2054

Extrait du roman 2054, par Alexandre Delong, avec l’aimable autorisation des éditions XYZ. 

2054

Bon… nous y voilà, se dit Ethan en jaugeant avec angoisse l’atmosphère électrique de la  salle des marchés du CHUM.

En ce jour bien particulier, en effet, le Centre hospitalier universitaire de Montréal lui apparaissait tel un gigantesque condensateur, un  condensateur dont il ressentait la tension, inouïe, paroxystique, jusque sur son épiderme. Il aurait même juré, pour un peu, pouvoir distinguer de ses yeux l’incroyable quantité de charges électriques emmagasinée dans la pièce. La foudre ne tarderait plus à frapper, c’est certain. Quelques minutes, tout au plus, et les résultats des examens finaux   tomberaient.  Et dans l’instant, il le savait, tout s’emballerait. Dans le millième de seconde qui s’ensuivrait, ces résultats se répercuteraient sur la valeur des dizaines de milliers de titres cotés dans la section médecine du Marché de la Relève, en détermineraient la valeur de clôture, cours de référence sur la base duquel les transactions commenceraient sur-le-champ à se réaliser.

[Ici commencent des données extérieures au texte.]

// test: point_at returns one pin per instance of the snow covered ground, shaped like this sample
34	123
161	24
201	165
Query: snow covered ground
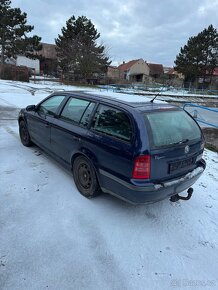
51	237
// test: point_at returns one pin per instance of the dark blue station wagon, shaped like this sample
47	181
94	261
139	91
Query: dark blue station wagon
140	152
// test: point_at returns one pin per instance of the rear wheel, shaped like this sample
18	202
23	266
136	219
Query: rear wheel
85	177
24	134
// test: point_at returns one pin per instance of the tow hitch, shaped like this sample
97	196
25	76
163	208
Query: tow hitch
177	197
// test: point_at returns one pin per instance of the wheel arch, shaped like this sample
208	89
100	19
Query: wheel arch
91	157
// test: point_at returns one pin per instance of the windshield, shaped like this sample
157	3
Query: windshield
171	127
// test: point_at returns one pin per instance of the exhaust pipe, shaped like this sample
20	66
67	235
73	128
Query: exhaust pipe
177	197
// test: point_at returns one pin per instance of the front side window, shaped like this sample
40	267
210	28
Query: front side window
76	110
113	122
50	106
171	127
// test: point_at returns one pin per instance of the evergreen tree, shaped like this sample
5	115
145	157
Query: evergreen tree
13	30
77	49
199	56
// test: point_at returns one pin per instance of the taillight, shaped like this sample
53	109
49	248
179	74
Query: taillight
142	167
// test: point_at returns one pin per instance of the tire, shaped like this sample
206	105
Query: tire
24	134
85	177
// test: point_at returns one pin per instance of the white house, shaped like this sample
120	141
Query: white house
28	62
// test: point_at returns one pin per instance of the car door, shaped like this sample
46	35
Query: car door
39	122
70	129
111	138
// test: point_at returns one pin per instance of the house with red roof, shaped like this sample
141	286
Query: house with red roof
134	71
156	70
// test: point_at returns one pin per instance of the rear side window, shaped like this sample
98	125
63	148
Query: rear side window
51	105
113	122
171	127
76	110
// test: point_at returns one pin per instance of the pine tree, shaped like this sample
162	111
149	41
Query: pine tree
199	56
77	49
13	33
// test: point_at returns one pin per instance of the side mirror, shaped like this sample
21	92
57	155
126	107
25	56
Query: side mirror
31	108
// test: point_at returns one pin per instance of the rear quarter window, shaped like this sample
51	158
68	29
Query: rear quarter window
171	127
113	122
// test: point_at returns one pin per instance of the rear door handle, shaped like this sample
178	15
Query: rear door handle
76	138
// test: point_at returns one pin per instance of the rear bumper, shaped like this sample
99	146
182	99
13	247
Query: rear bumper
141	192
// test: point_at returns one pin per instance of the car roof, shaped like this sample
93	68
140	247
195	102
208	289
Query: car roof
122	100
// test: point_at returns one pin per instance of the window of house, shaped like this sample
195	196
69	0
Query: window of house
113	122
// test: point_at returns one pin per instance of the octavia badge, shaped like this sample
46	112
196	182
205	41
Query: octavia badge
187	149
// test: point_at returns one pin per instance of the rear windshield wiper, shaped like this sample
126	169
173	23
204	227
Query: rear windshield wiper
183	141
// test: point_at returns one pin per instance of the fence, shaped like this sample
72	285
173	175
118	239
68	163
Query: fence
158	88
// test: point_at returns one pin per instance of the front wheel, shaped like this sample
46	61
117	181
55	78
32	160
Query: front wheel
24	134
85	177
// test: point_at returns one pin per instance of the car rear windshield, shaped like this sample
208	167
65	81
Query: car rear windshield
171	127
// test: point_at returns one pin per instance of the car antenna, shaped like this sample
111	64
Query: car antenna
156	95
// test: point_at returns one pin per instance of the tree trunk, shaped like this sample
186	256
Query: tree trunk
2	54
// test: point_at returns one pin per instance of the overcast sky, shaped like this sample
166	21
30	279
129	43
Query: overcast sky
150	29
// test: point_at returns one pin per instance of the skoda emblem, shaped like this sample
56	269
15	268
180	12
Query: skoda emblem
187	149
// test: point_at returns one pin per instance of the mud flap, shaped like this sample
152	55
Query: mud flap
177	197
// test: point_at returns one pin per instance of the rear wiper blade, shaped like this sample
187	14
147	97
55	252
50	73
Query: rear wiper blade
183	141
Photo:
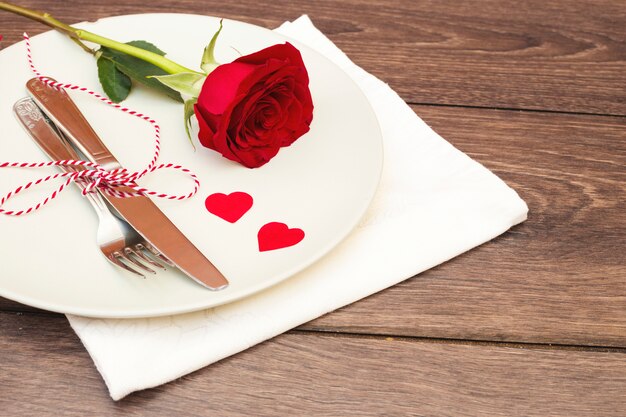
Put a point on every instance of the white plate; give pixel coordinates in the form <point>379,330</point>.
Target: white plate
<point>322,184</point>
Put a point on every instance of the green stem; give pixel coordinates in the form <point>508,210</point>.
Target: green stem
<point>165,64</point>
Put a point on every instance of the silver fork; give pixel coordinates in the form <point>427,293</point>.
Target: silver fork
<point>118,241</point>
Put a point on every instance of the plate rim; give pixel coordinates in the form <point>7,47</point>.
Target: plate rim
<point>318,255</point>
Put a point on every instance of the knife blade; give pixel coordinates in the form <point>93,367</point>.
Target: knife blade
<point>140,212</point>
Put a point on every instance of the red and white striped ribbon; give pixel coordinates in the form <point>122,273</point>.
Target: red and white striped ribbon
<point>94,175</point>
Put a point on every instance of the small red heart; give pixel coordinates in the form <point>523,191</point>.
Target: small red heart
<point>229,207</point>
<point>276,235</point>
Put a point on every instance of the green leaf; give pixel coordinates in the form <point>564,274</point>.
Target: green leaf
<point>116,84</point>
<point>208,58</point>
<point>139,70</point>
<point>189,104</point>
<point>188,84</point>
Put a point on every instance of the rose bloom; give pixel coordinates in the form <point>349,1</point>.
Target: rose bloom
<point>250,108</point>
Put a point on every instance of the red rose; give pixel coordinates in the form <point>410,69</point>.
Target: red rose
<point>249,109</point>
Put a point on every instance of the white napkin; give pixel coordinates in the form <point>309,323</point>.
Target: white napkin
<point>433,203</point>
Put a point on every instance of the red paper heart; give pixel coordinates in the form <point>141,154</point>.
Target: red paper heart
<point>276,235</point>
<point>229,207</point>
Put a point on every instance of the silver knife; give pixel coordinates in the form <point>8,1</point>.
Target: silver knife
<point>139,212</point>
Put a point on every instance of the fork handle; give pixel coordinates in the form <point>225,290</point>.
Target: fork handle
<point>54,145</point>
<point>62,110</point>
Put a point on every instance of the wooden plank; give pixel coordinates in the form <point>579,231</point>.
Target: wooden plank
<point>565,56</point>
<point>558,277</point>
<point>44,368</point>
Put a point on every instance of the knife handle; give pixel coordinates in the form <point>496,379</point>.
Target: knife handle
<point>43,132</point>
<point>62,110</point>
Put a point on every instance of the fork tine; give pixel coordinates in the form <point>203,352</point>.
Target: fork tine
<point>158,254</point>
<point>113,257</point>
<point>131,256</point>
<point>140,249</point>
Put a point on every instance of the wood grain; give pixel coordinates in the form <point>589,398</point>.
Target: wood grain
<point>557,278</point>
<point>560,56</point>
<point>309,374</point>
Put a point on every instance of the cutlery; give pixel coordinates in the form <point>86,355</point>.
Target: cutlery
<point>119,242</point>
<point>140,212</point>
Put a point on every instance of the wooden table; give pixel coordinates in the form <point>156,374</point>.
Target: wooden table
<point>532,323</point>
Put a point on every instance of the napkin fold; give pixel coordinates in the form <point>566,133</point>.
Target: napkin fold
<point>433,203</point>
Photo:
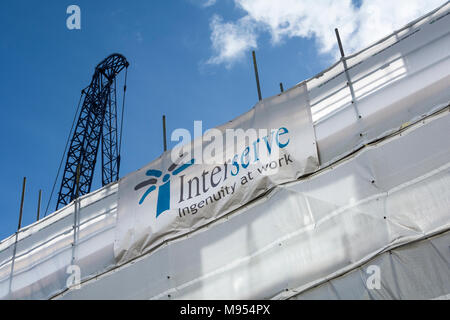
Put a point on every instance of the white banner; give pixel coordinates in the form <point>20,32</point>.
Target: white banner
<point>217,173</point>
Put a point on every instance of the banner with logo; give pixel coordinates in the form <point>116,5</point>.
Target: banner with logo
<point>215,174</point>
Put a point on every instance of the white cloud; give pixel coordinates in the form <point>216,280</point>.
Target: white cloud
<point>230,41</point>
<point>284,19</point>
<point>209,3</point>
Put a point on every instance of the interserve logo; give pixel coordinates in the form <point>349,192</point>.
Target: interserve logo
<point>163,202</point>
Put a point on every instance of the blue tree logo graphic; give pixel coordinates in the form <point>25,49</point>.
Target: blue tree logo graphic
<point>163,203</point>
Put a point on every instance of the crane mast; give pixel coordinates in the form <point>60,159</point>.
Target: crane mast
<point>97,123</point>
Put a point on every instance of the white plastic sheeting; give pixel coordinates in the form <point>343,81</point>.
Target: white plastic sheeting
<point>302,234</point>
<point>306,232</point>
<point>416,271</point>
<point>274,144</point>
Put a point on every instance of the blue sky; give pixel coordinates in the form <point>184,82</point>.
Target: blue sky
<point>190,60</point>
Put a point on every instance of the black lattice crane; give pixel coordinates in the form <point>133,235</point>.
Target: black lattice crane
<point>97,123</point>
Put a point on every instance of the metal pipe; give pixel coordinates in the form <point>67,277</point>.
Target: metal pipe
<point>257,76</point>
<point>347,74</point>
<point>164,133</point>
<point>21,203</point>
<point>39,205</point>
<point>77,181</point>
<point>341,48</point>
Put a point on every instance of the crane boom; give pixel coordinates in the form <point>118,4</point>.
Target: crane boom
<point>97,122</point>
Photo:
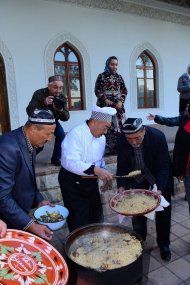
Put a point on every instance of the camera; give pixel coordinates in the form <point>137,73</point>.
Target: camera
<point>58,102</point>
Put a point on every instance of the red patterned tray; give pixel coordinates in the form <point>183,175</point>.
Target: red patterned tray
<point>26,259</point>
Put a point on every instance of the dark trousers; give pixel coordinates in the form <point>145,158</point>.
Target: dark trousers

Ethan jeta un regard circulaire autour de lui. Les yeux rivés sur le mur écran, près d’une centaine de jeunes médecins résidents achevaient de se liquéfier. Le visage hagard et blême, l’estomac noué et la gorge serrée, les mains moites. Une peur indicible enfiévrait leur regard égaré, transpirait de leurs muscles transis, imprégnait l’air et les murs. Tous, religieusement, écoutaient la longue et monotone litanie de chiffres psalmodiée par Universal Media. Des chiffres obscurs pour les profanes et qui, pourtant, disaient tout d’eux. Tout ce qu’il fallait en savoir. Mieux que d’improbables rapports ou de hasardeuses études, ces sèches colonnes de caractères révélaient aux yeux de tous, à commencer par ceux d’investisseurs particulièrement perspicaces, l’exact potentiel qui se nichait en chacun. Transcrit dans les termes du Marché, ils exprimaient leur valeur intrinsèque.

Or Ethan Price était du nombre de ces résidents. Et rien, à prime abord, ne permettait de le distinguer d’eux. Rien. Rien enfin si ce n’est, peut être, les regards fugaces dont il était l’objet. Des regards qui ne faisaient qu’ajouter la gêne à son angoisse, transformant l’attente en un véritable supplice. Mais par quel tour de force Dim avait-elle réussi à le traîner jusqu’ici ? s’étonna-t-il soudain. Comment diable sa gérante s’y était-elle prise pour l’amener à quitter son appartement, le déloger du sanctuaire dans lequel il avait prévu vivre cet interminable calvaire ?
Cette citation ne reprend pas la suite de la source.